Personal information
- Born: 22 September 1929 (age 96)

Medal record
Men's Boxing
Representing South Africa
Olympic Games
| Gold medal – first place | 1948 London | Lightweight |

= Gerald Dreyer =

South African boxer

Gerald Dreyer (22 September 1929 – 5 September 1985) was a boxer from Pretoria, South Africa, who competed in the Lightweight division during his career as an amateur.

==Amateur career==
Dreyer was the Olympic Gold Medallist at lightweight in London 1948, defeating Joseph Vissers of Belgium in the final.
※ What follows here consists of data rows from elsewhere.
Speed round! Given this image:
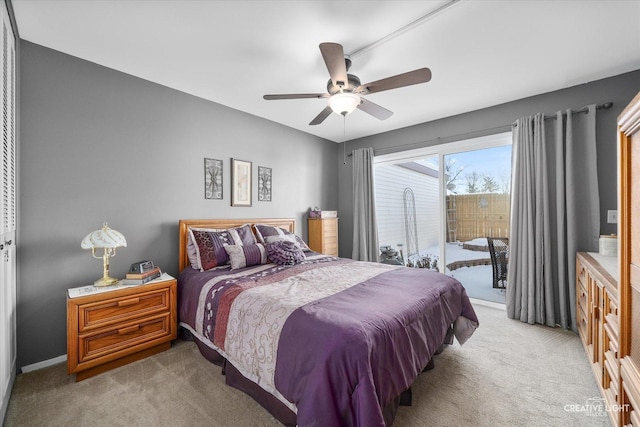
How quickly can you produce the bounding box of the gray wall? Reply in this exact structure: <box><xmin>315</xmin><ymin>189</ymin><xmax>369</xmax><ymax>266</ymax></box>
<box><xmin>338</xmin><ymin>70</ymin><xmax>640</xmax><ymax>257</ymax></box>
<box><xmin>17</xmin><ymin>41</ymin><xmax>340</xmax><ymax>366</ymax></box>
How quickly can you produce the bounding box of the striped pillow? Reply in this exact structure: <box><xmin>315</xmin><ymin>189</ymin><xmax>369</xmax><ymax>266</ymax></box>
<box><xmin>253</xmin><ymin>224</ymin><xmax>311</xmax><ymax>251</ymax></box>
<box><xmin>224</xmin><ymin>243</ymin><xmax>267</xmax><ymax>270</ymax></box>
<box><xmin>189</xmin><ymin>224</ymin><xmax>256</xmax><ymax>271</ymax></box>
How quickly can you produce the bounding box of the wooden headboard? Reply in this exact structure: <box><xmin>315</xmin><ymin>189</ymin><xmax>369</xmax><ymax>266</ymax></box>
<box><xmin>178</xmin><ymin>218</ymin><xmax>296</xmax><ymax>271</ymax></box>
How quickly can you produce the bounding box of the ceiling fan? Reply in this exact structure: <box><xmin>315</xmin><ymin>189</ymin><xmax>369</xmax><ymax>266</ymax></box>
<box><xmin>263</xmin><ymin>43</ymin><xmax>431</xmax><ymax>125</ymax></box>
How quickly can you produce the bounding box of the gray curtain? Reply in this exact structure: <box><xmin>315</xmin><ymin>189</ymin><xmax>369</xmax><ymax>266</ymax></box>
<box><xmin>351</xmin><ymin>148</ymin><xmax>378</xmax><ymax>262</ymax></box>
<box><xmin>506</xmin><ymin>105</ymin><xmax>600</xmax><ymax>331</ymax></box>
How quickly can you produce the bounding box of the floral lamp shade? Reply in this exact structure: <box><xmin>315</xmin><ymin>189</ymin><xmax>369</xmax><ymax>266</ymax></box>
<box><xmin>80</xmin><ymin>222</ymin><xmax>127</xmax><ymax>286</ymax></box>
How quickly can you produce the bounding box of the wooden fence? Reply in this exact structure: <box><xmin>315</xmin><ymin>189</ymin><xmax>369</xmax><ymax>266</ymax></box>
<box><xmin>447</xmin><ymin>193</ymin><xmax>511</xmax><ymax>242</ymax></box>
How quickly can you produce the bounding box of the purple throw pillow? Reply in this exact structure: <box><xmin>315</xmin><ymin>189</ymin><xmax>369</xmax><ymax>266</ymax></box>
<box><xmin>267</xmin><ymin>240</ymin><xmax>306</xmax><ymax>265</ymax></box>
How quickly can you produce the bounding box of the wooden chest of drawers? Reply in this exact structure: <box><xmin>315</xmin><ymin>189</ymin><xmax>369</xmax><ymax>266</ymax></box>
<box><xmin>308</xmin><ymin>218</ymin><xmax>338</xmax><ymax>256</ymax></box>
<box><xmin>67</xmin><ymin>278</ymin><xmax>177</xmax><ymax>381</ymax></box>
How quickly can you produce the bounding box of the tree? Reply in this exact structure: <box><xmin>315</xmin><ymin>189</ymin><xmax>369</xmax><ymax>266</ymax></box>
<box><xmin>464</xmin><ymin>171</ymin><xmax>481</xmax><ymax>194</ymax></box>
<box><xmin>482</xmin><ymin>175</ymin><xmax>500</xmax><ymax>193</ymax></box>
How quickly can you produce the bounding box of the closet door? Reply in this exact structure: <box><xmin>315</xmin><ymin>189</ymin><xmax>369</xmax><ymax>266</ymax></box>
<box><xmin>618</xmin><ymin>93</ymin><xmax>640</xmax><ymax>426</ymax></box>
<box><xmin>0</xmin><ymin>1</ymin><xmax>17</xmax><ymax>420</ymax></box>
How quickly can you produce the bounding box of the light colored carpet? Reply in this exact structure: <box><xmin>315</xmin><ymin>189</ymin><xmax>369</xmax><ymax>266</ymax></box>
<box><xmin>5</xmin><ymin>305</ymin><xmax>610</xmax><ymax>427</ymax></box>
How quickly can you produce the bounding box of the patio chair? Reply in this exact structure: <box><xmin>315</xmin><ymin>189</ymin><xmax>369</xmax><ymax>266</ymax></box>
<box><xmin>487</xmin><ymin>237</ymin><xmax>509</xmax><ymax>289</ymax></box>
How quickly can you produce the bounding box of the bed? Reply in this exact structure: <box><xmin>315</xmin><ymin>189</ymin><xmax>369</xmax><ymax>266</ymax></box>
<box><xmin>178</xmin><ymin>219</ymin><xmax>478</xmax><ymax>427</ymax></box>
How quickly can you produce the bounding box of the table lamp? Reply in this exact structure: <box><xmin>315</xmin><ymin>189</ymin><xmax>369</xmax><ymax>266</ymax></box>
<box><xmin>80</xmin><ymin>222</ymin><xmax>127</xmax><ymax>286</ymax></box>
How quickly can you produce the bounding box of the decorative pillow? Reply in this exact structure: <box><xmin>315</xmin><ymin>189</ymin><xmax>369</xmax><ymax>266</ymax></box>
<box><xmin>224</xmin><ymin>243</ymin><xmax>267</xmax><ymax>270</ymax></box>
<box><xmin>187</xmin><ymin>228</ymin><xmax>224</xmax><ymax>270</ymax></box>
<box><xmin>187</xmin><ymin>224</ymin><xmax>256</xmax><ymax>271</ymax></box>
<box><xmin>267</xmin><ymin>240</ymin><xmax>306</xmax><ymax>265</ymax></box>
<box><xmin>189</xmin><ymin>228</ymin><xmax>235</xmax><ymax>271</ymax></box>
<box><xmin>254</xmin><ymin>224</ymin><xmax>311</xmax><ymax>251</ymax></box>
<box><xmin>227</xmin><ymin>224</ymin><xmax>258</xmax><ymax>245</ymax></box>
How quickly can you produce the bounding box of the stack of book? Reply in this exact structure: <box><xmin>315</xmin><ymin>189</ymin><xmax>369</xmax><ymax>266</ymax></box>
<box><xmin>122</xmin><ymin>267</ymin><xmax>162</xmax><ymax>285</ymax></box>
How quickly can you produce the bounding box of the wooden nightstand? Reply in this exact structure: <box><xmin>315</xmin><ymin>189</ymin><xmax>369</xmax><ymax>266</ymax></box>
<box><xmin>307</xmin><ymin>218</ymin><xmax>338</xmax><ymax>256</ymax></box>
<box><xmin>67</xmin><ymin>274</ymin><xmax>178</xmax><ymax>381</ymax></box>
Below are Gerald Dreyer's bouts from the 1948 Olympic Games:

- Round of 32: bye
- Round of 16: defeated Ernesto Porto (Philippines) on points
- Quarterfinal: defeated Øivind Breiby (Norway) on points
- Semifinal: defeated Svend Wad (Denmark) on points
- Final: defeated Joseph Vissers (Belgium) on points (won gold medal)

==Pro career==
Dreyer turned pro in 1948 and fought primarily in New York City late in his career, retiring in 1955 after having won 41, lost 8, and drawn 2 with 23 Knockouts. Dreyer won the Commonwealth (British Empire) lightweight title beating Cliff Curvis over 15 rounds at Rand Stadium, Johannesburg on 8 December 1952.